Analyzing Maryland's win over George Mason


December 03, 2012|By Don Markus, The Baltimore Sun

Welcome back to Morning Shootaround, a regular feature the day after Maryland games. While we can’t bring you into the Terps’ lockerroom after games – reporters haven’t been allowed in there since the last couple of years under Gary Williams – we will recap what was said in the press conference afterward by Maryland coach Mark Turgeon and his players. We will give some of our own insight into what transpired on the court during the previous day’s game and what the Terps will be working on at practice looking ahead to their next game.

Maryland 69, George Mason 62 @Verizon Center, Washington Sunday

Coming off its most impressive win of the season – and by far its best half – in Tuesday’s road win at Northwestern in the ACC-Big Ten Challenge, Maryland’s expectations (or at least the expectations surrounding the Terps) were certainly raised going into this game.  Suddenly, a relatively close win over a good local program that has done far more in March than the Terps have the past few years is scrutinized than at any point during Mark Turgeon’s first 39 games in College Park.

In the post-game press conference, Turgeon could quickly see where the questions were going about his team’s poor outside shooting, its 19 turnovers and some dismal free-throw shooting down the stretch that made what could have easily been a 15-point win suddenly become a two-possession game in the final minute.

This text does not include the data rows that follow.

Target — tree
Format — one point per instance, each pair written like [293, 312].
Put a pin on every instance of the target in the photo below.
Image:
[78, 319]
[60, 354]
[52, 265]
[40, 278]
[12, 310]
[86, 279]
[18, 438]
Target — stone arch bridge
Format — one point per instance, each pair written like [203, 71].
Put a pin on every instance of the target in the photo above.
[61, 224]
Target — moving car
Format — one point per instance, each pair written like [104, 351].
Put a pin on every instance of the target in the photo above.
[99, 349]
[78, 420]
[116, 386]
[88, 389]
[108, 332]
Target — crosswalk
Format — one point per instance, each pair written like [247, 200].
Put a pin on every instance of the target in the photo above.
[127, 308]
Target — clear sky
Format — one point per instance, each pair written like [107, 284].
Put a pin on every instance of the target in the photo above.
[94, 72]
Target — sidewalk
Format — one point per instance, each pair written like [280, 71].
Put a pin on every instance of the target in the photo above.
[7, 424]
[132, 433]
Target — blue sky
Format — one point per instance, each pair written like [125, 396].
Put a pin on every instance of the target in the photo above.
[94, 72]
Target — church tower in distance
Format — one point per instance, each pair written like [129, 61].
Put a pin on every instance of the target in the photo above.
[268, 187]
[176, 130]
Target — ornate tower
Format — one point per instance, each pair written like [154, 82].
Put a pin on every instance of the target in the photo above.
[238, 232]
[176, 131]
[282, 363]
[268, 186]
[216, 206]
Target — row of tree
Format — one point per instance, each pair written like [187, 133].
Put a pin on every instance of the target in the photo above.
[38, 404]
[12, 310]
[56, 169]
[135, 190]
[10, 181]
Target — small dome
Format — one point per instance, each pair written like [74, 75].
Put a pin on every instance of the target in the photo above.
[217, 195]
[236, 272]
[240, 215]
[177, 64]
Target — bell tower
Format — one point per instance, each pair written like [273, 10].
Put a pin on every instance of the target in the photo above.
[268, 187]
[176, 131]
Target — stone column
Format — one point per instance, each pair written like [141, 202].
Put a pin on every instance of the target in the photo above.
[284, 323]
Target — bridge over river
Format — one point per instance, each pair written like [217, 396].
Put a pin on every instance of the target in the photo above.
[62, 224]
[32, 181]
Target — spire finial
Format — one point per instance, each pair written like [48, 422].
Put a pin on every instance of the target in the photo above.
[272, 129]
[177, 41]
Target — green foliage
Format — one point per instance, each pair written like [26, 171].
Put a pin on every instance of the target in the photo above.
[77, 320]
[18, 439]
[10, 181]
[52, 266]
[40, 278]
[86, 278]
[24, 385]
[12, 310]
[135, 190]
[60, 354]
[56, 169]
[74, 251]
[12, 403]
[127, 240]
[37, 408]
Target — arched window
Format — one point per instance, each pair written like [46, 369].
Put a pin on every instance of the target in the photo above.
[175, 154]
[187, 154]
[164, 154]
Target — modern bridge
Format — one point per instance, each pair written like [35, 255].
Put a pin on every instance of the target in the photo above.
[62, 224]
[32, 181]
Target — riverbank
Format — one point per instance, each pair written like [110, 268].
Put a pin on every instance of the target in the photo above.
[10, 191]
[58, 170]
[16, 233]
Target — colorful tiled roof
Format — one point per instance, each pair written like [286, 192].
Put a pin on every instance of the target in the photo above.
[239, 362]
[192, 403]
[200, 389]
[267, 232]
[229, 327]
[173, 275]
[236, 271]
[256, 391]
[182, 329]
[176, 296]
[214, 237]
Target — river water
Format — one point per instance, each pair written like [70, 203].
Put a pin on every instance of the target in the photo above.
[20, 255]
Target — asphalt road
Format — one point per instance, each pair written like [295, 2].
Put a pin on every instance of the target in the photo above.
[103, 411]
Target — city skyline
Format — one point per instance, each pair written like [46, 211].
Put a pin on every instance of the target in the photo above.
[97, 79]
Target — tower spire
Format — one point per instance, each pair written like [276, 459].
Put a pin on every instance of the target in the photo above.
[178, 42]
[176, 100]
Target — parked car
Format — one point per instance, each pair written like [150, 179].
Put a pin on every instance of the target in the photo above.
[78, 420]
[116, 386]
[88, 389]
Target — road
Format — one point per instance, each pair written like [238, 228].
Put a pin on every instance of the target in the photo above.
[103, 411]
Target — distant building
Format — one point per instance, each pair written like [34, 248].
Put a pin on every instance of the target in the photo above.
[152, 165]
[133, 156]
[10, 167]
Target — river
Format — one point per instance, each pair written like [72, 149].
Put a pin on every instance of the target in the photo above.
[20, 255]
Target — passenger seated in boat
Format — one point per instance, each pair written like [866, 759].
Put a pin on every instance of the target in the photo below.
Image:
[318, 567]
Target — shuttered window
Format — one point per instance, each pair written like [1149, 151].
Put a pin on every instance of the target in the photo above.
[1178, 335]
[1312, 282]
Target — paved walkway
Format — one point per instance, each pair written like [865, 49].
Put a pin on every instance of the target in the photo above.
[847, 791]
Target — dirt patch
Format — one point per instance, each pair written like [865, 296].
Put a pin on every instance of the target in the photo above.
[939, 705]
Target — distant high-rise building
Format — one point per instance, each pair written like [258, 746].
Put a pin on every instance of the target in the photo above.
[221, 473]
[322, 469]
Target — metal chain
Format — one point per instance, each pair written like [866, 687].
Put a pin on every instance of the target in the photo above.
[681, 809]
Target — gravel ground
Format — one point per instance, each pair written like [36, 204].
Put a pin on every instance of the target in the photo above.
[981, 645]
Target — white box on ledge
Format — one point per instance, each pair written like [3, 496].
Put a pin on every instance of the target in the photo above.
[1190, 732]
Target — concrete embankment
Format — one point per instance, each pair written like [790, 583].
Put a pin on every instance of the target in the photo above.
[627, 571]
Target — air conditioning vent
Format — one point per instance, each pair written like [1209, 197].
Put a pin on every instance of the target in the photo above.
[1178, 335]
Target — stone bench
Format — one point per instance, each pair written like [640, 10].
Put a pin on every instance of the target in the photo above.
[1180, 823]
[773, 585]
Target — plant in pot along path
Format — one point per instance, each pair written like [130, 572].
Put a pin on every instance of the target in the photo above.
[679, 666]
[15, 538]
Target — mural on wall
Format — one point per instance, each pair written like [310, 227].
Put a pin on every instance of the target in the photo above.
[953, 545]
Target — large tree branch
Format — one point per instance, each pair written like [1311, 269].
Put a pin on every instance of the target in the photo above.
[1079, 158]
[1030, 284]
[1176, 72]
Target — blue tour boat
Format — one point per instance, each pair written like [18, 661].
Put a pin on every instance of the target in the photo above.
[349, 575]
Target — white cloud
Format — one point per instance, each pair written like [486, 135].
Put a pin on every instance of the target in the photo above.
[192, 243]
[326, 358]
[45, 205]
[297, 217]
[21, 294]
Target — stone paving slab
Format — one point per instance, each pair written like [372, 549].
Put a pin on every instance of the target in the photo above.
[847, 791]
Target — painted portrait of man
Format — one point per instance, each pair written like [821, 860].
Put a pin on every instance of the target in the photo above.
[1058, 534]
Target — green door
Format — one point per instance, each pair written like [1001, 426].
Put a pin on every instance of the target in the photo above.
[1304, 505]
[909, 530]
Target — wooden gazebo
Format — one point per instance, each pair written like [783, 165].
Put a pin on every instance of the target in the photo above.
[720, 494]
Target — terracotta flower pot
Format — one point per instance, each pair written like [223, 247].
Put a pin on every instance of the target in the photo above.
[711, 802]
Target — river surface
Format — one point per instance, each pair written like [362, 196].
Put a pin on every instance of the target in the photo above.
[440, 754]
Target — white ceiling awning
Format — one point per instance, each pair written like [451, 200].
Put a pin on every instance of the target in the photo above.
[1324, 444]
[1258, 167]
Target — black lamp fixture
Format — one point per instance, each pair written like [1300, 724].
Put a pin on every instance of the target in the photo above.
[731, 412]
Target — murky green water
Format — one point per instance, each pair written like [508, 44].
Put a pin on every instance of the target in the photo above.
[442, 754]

Turgeon talked about how pleased he was with his team’s defense.

“The game didn’t go the way we wanted it to go today, but it’s going to help us. I can look across this [stat] sheet, we played 10 guys, every one of them defensively played well for us,” Turgeon said. “That’s comforting. That wasn’t the case 10 days ago. I know that every one of them have grown up defensively and are dialed in.”

End of discussion.


*** For longtime Maryland fans, the second half of Sunday’s game could have been an homage to former Terps star Keith Booth. As tough a competitor as Booth was, as skillful as he was in the low post and around the rim, the undersized power forward from Dunbar could not shoot from the outside with any consistency. I remember a three-week period his senior year when he led the ACC in scoring without hitting a single shot outside 10 feet.

Not that any of these current Terps have Booth’s low-post skills, though Dez Wells might be the best post-up guard in the ACC, and one of the best in the country. But Maryland managed to win a game without hitting an outside shot after Wells hit a 3 late in the first half. Everything came on drives, many by Wells, dunks (including a beautiful alley-oop from Pe’Shon Howard to Nick Faust) and free throws.

Turgeon had an interesting explanation for this.

“It didn’t show up a lot, but we tried to play through our post in the second half, because we did that they were doubling, when they did that we had space to drive,” Turgeon said.

But he admitted that his team’s 3-point shooting (2-for-11 Sunday, 30 of 98 for the season) and any kind of mid-range shooting game is not there.

“We’re not shooting the ball at the clip we need to be shooting the ball to be a great team,” Turgeon said after his team shot 22 of 49 overall. “Besides turnovers, that’s the next component. We have guys who can shoot it.

“We’re just not shooting the ball well. We talked about driving the ball more and we did that. Each game is different. As a coach, you figure out a way to win. If you don’t make jump shots, you’d better get to the foul line. We didn’t make them. But we’ll make them as the season goes on.”

Maryland is going to have to show it can make jump shots in order to keep teams off of Alex Len. I know that Turgeon wants Howard to shoot the ball more, but the junior point guard will have to make some too along the way or else opposing teams are going to give help on Len inside or even on Wells if they figure Howard is not a factor offensively.

Howard, who leads the ACC in assists, did a nice job getting the ball to the basket (six assists) and hitting the boards (seven rebounds) but has to present more of a threat shooting. The way Maryland rebounds, even his misses could turn into quasi-assists.

*** I know that many, including me, have been critical of Faust, but the sophomore guard from City finally seems to be getting the message Turgeon has been drumming into him since the preseason. Early on, it seemed as if Faust thought he was going to be Maryland’s first scoring option, or at worst the team’s second behind Len.